Now, let us assume that, x²+1 = z (where, z is another variable) … (eqn. 1)

Now, if we differentiate (eqn. 1) with respect to x, we get,

       d/dx (x²+1) = d/dx (z)

Or, 2x = dz/dx

Or, 2x dx = dz

(Always keep in mind that, functions are never multiplied with the integration factors, for example, “2x” is not multiplied with “dx”. However, we treat them multiplied in some cases according to our convenience.)

Then,

       ∫ f(x)dx = ∫ 2x × {cos (x²+1)} dx

Or, ∫ f(x)dx = ∫ 2x × cos (z) dx

Or, ∫ f(x)dx = ∫ cos (z) × (2x dx) [since, x²+1 = z]

Or, ∫ f(x)dx = ∫ cos (z) dz [since, dz = 2x dx]

Or, ∫ f(x)dx = sin (z) + c  [where, “c” is the integration constant]

Well, it may seem that the integration is completed here. Wait a minute. Have you been given the variable “z” in the problem? You only have been given “x” as the variable in the problem. Therefore, now you have to change the variable that you used in terms of substitution. Most of the students make a mistake here only. We have to put the value of “z” and end the solution.

Continuing,

Or, ∫ f(x)dx = sin (z) + c

Or, ∫ f(x)dx = sin (x²+1) + c

Therefore, solution to the given problem is, ∫ f(x)dx = sin (x²+1) + c [where, f(x) = 2x cos (x²+1)]

E.g._2

Let, f(x) = 6x²√x³+4 and we have to find ∫ f(x)dx.

Now, we have,

f(x) = 6x² × √x³+4

Let us apply the substitution, x³+4 = z

Then, by a similar approach, dz = 3x²dx (differentiating both sides with respect to x)

Hence,

       ∫ f(x)dx = ∫ 2 × √z × (3x²dx)

Or, ∫ f(x)dx = ∫ 2 × √z dz

Or, ∫ f(x)dx = 2 × ∫ √z dz

Or, ∫ f(x)dx = 4/3 × z√z +c (where c is the integration constant)

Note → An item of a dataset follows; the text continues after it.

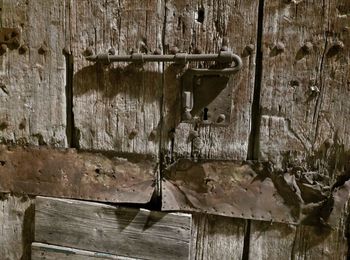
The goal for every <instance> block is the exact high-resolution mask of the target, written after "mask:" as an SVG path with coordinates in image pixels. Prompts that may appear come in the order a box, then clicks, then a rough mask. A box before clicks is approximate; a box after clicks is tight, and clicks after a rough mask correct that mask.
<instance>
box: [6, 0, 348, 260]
mask: <svg viewBox="0 0 350 260" xmlns="http://www.w3.org/2000/svg"><path fill="white" fill-rule="evenodd" d="M0 7H1V9H0V10H1V11H0V12H1V27H2V28H18V29H19V30H20V32H21V38H20V43H19V46H17V47H16V48H7V47H6V46H2V47H1V50H0V51H1V52H2V54H1V56H0V62H1V64H0V65H1V68H0V81H1V82H0V84H1V85H0V142H1V144H2V146H1V149H0V179H1V180H2V181H1V182H0V188H1V192H6V193H9V192H19V193H25V194H29V195H30V198H28V197H26V196H24V197H23V198H27V199H26V200H23V199H22V200H21V197H20V196H14V195H6V196H3V199H1V201H0V202H1V204H2V208H3V211H2V212H1V214H0V219H1V218H3V219H6V221H3V222H1V224H0V227H2V230H5V234H6V235H4V236H1V237H0V242H1V243H0V252H1V253H3V255H5V256H6V257H7V258H10V259H19V258H20V257H21V256H22V254H24V255H29V254H30V246H29V245H30V243H31V241H32V240H33V226H32V225H31V224H30V222H31V220H32V219H33V215H34V213H33V212H34V207H33V203H34V201H33V200H32V199H33V197H31V196H36V195H51V196H56V197H68V198H78V199H87V200H94V201H107V202H123V203H133V204H137V205H139V204H142V205H143V206H148V207H151V208H152V209H157V210H161V209H162V210H171V208H169V207H168V206H167V205H166V203H167V202H168V201H169V196H168V195H169V194H170V193H167V190H166V189H165V188H166V187H167V186H166V185H167V184H169V183H170V181H169V179H167V178H168V175H167V174H168V172H169V169H172V168H171V167H173V166H174V165H176V163H177V162H178V161H179V160H183V161H185V162H190V163H193V162H194V161H197V162H196V163H197V164H196V165H199V167H202V168H203V169H204V168H205V167H207V168H205V169H204V170H203V171H204V173H205V174H208V173H210V174H209V175H210V176H209V177H208V176H207V175H205V176H204V178H206V179H205V184H203V183H200V184H201V185H202V184H203V186H200V188H202V187H204V188H205V189H206V190H210V189H212V190H211V191H210V192H206V194H204V195H205V196H207V195H208V194H209V195H213V194H214V193H215V191H216V189H215V187H218V186H219V184H220V185H221V184H222V183H220V179H221V176H220V174H222V172H223V171H222V168H220V163H224V164H225V165H226V168H230V169H232V171H230V172H229V174H228V175H230V174H231V175H232V176H235V174H238V173H242V172H243V173H242V174H245V173H248V174H251V173H252V174H253V173H254V174H255V173H256V172H255V168H254V167H255V166H254V167H253V166H252V164H251V163H250V162H246V161H247V160H253V161H257V160H258V161H260V162H261V163H262V164H263V165H265V166H266V165H267V166H268V167H267V169H269V171H268V174H269V178H270V179H273V178H274V177H276V176H277V177H278V176H280V175H283V174H289V173H291V172H292V173H294V172H298V171H299V173H298V174H300V175H301V176H307V178H309V177H310V176H311V177H310V178H311V179H315V181H318V179H317V178H321V179H322V181H321V182H320V189H321V188H322V189H323V188H327V186H329V187H330V190H331V193H330V195H329V197H330V198H331V197H332V196H333V197H335V198H336V200H337V199H338V198H340V199H341V200H342V201H341V203H343V204H339V205H343V207H338V208H337V207H335V211H337V212H335V213H333V215H330V216H331V217H329V219H326V222H327V223H331V227H332V228H327V227H325V226H322V228H321V227H320V225H319V224H320V223H317V225H316V226H304V225H294V224H290V223H288V222H292V221H288V220H286V219H277V217H274V216H272V217H271V219H272V221H269V219H268V218H267V217H266V214H262V215H257V214H253V213H252V212H253V211H254V209H248V210H246V211H245V210H241V211H242V212H241V211H239V212H234V211H229V212H227V211H225V210H223V209H226V208H225V207H226V206H224V207H221V208H220V205H218V206H217V207H215V205H214V204H210V203H207V204H205V203H202V204H200V203H199V204H198V205H200V206H197V207H196V205H194V206H193V204H192V206H190V207H189V208H188V209H187V210H188V211H190V212H191V213H193V216H192V237H191V258H192V259H218V258H223V259H310V258H311V259H346V256H347V255H348V252H347V251H348V244H347V243H348V241H347V237H348V228H347V225H348V204H347V199H348V194H349V183H348V179H349V178H348V170H349V163H348V161H349V152H348V150H349V147H348V146H349V137H348V136H349V133H348V129H347V126H348V124H349V123H348V120H347V119H348V117H349V113H348V112H349V106H350V103H349V101H348V100H349V98H348V96H349V77H350V75H349V72H350V66H349V59H350V57H349V49H350V46H349V45H350V36H349V35H350V30H349V24H350V21H349V19H350V18H349V17H350V4H349V1H348V0H325V1H322V3H320V1H316V0H304V1H303V0H298V1H296V0H293V1H287V0H286V1H285V0H270V1H265V0H247V1H238V0H218V1H215V0H145V1H137V0H115V1H114V0H113V1H98V0H84V1H73V0H61V1H53V0H50V1H46V0H39V1H25V0H16V1H12V0H2V1H0ZM5 47H6V48H5ZM221 49H228V50H232V51H233V52H234V53H237V54H238V55H240V56H241V57H242V61H243V67H242V69H241V70H240V71H239V73H237V74H235V75H233V76H232V77H231V79H230V81H229V86H230V87H232V93H231V96H232V98H231V102H232V103H231V107H232V114H231V118H230V120H231V121H230V124H229V126H225V127H224V126H215V125H195V124H189V123H184V122H181V113H182V108H181V97H182V93H181V76H182V75H183V73H184V68H181V67H178V66H174V65H172V64H166V63H161V62H159V63H156V62H155V63H147V64H144V65H143V66H138V65H136V64H130V63H119V64H95V63H91V62H89V61H87V60H86V56H89V55H92V54H97V53H105V52H109V53H110V54H116V55H118V54H130V53H145V54H146V53H147V54H150V53H162V54H168V53H174V52H186V53H198V52H202V53H218V52H219V51H220V50H221ZM200 66H202V67H208V64H199V63H191V64H189V67H200ZM8 145H15V147H10V148H9V146H8ZM21 145H35V146H39V147H40V148H18V147H19V146H21ZM56 148H61V149H62V148H71V149H68V150H59V149H58V150H57V149H56ZM116 158H117V159H116ZM223 161H224V162H223ZM11 162H12V164H11ZM13 162H14V163H13ZM25 162H29V163H25ZM33 162H36V163H33ZM204 163H207V164H205V165H204ZM28 165H30V166H31V167H29V168H28ZM61 165H65V167H62V166H61ZM208 165H209V166H208ZM217 165H219V166H218V167H216V166H217ZM227 165H228V166H227ZM242 165H243V166H242ZM214 166H215V167H216V168H215V167H214ZM45 167H46V168H45ZM242 167H243V168H242ZM43 168H45V169H46V170H45V171H42V170H43ZM226 168H225V169H226ZM62 169H63V172H65V174H63V173H62ZM116 169H117V170H116ZM242 169H243V170H242ZM264 170H265V169H264ZM114 171H118V172H123V174H120V175H114V174H113V172H114ZM42 172H44V173H45V174H46V175H45V174H42ZM28 176H31V177H28ZM82 176H83V177H82ZM226 177H227V176H226ZM229 177H230V176H229ZM38 178H39V179H40V178H42V179H40V180H42V183H41V184H40V185H39V184H38V181H37V180H38ZM187 178H188V179H187V180H188V181H189V183H191V184H193V183H194V184H195V185H197V184H198V183H199V182H200V181H201V180H200V181H198V179H196V178H197V176H196V175H194V176H187ZM267 179H268V178H267ZM191 180H192V181H193V182H191ZM225 180H226V179H225ZM65 181H68V184H67V185H66V184H65ZM171 181H172V180H171ZM180 181H182V180H180ZM23 183H30V184H31V185H23ZM43 183H45V185H46V184H47V185H46V186H45V185H44V184H43ZM56 183H60V184H62V185H63V184H65V187H66V189H63V188H61V186H60V185H56ZM50 185H51V186H50ZM76 185H78V186H79V187H80V186H81V187H82V188H81V189H79V190H78V191H77V190H76V189H75V187H76ZM44 186H45V187H48V186H50V187H52V188H51V189H48V188H45V187H44ZM28 187H30V188H28ZM55 187H56V188H55ZM129 187H132V188H131V190H132V191H130V189H129ZM228 187H229V188H227V189H226V190H225V192H229V191H230V190H229V189H230V187H231V186H229V185H228ZM282 187H284V188H286V190H287V191H288V189H289V188H288V187H289V186H288V185H287V186H283V185H282ZM197 188H198V187H197V186H196V187H192V189H193V190H195V191H196V189H197ZM193 190H191V186H190V189H188V190H187V191H185V192H184V194H185V195H186V196H187V195H188V194H190V195H193V194H194V193H192V191H193ZM92 191H94V192H92ZM252 194H253V195H252V197H251V200H253V199H254V198H256V201H258V202H259V199H261V198H264V197H263V196H261V195H260V194H259V193H252ZM293 194H294V195H295V192H294V193H293ZM339 194H340V195H339ZM185 195H184V196H185ZM202 195H203V194H202ZM204 195H203V196H204ZM294 195H293V196H294ZM166 196H168V197H167V198H166ZM186 196H185V197H186ZM195 196H196V194H194V195H193V196H192V197H191V198H193V197H194V198H195ZM225 196H226V193H225V194H224V195H222V197H225ZM209 197H210V196H209ZM213 198H214V200H213V201H214V202H215V199H216V198H217V197H215V196H214V195H213ZM279 199H280V198H279V197H278V198H277V199H276V201H278V200H279ZM282 199H283V198H282ZM304 200H307V199H305V198H303V201H304ZM151 201H152V203H150V202H151ZM189 201H191V200H189ZM327 201H328V200H327ZM221 202H222V201H221ZM226 202H228V204H229V203H230V202H232V201H230V199H229V198H228V199H227V200H226V201H225V203H226ZM188 204H189V203H188ZM231 204H234V203H231ZM282 204H283V203H282ZM242 205H243V203H242V204H240V206H242ZM231 206H232V205H231ZM309 206H310V205H309ZM281 207H285V208H287V209H286V211H288V210H289V209H288V207H287V206H286V205H282V206H281ZM11 208H16V212H13V211H11ZM177 209H179V208H175V210H177ZM180 209H182V210H184V209H183V208H180ZM306 211H307V209H306ZM286 215H288V216H289V215H290V214H289V211H288V212H287V213H286ZM332 216H335V217H332ZM318 219H319V218H318ZM262 220H264V221H262ZM286 222H287V223H286ZM22 223H24V224H22ZM186 223H187V222H186ZM321 224H322V223H321ZM18 230H24V231H18ZM21 232H22V234H23V235H22V236H21V235H19V234H20V233H21ZM22 240H23V241H22ZM14 241H17V243H15V242H14ZM18 241H19V242H18ZM22 242H23V245H22Z"/></svg>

Or, ∫ f(x)dx = 4/3 × (x³+4) × √(x³+4) + c

Hence, the problem is solved.

With the above 2 examples, the significance of integration by substitution formula must be clarified. This method is also called the inverse method of chain rule of differentiation.

Have you noticed any similarity in the pattern of the functions that are solved by the method of substitution? Well, that similarity may amuse you. There must be a set pattern of functions where the substitution method is used in the integration. The integrable functions which are supposed to be solved by the substitution method must be of the form,

∫ f[g(x)]×[g’(x)]dx

General solution of the aforesaid integral can be found by the following steps.

Suppose,

       g(x) = y

Or, dy = g’(x)dx

Hence, ∫ f[g(x)]×[g’(x)]dx = ∫ f(y)dy and then solve the rest.

Conclusion

Have you read the entire article along with the given examples? Congratulations, you have learned the techniques of solving integration problems for a composite function. You have also learned a brief history of the invention of calculus. Always keep in mind that there will never be a formula to solve every problem in mathematics (or life, in general). Only your concept and wit will make you successful in solving any problem. Good luck and good day.